There are several ways to approach carving a piece of stone. Of these ways there is no right way or wrong way. Only the way that best works for that artist’s mental and visual processes. Some artists will make drawings and sketches and then use them as a guide for their stonework. Other artists will make small clay models and then reproduce them in a larger form. Still there are those, like myself, who will look at a piece of stone and see the shapes already inside waiting to be released and use what’s called a “direct carving” method.
I will try and explain this last method as it is the only one I have experience with and so the only one I am able to shed some small insight on. I let the stone tell me what it wants to be. Have you ever found yourself looking at clouds in the sky while at the same time, day dreaming? Out of the blue you see shapes of things in those clouds. Well in a way this is how the stone talks to me. Hopefully, this example can give you an idea of what I’m talking about. I‘ve been carving stone now for over twenty years and although I can enter into communication with the stone at will, each time there is a sense of wonder and excitement that makes each carving an adventure!

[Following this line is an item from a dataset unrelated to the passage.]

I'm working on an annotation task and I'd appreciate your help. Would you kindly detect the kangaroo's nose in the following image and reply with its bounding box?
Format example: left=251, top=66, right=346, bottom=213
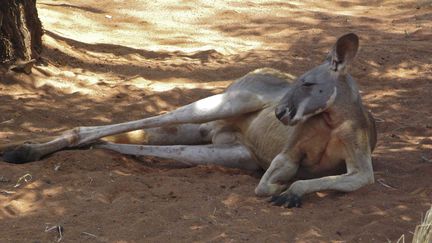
left=275, top=106, right=286, bottom=120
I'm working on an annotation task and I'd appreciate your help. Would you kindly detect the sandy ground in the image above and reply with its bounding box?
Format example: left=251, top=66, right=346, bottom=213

Let me tell you a little bit about the stone. I work primarily in soapstone and alabaster from all over the world. The stone that you see as you look at one of my carvings is many millions of years old. So in an effect, you are holding pieces of this planet’s history in your hands. Every piece of stone has been formed, reformed, and changed countless times. I believe that stone has a memory of all those changes. Not a memory as we know it, but one none the less, memory stored in it’s molecular structure and make up. Although I’m unable to put it into words, this is without a doubt in my mind a big part of what it is I’m connecting with when the stone talks to me.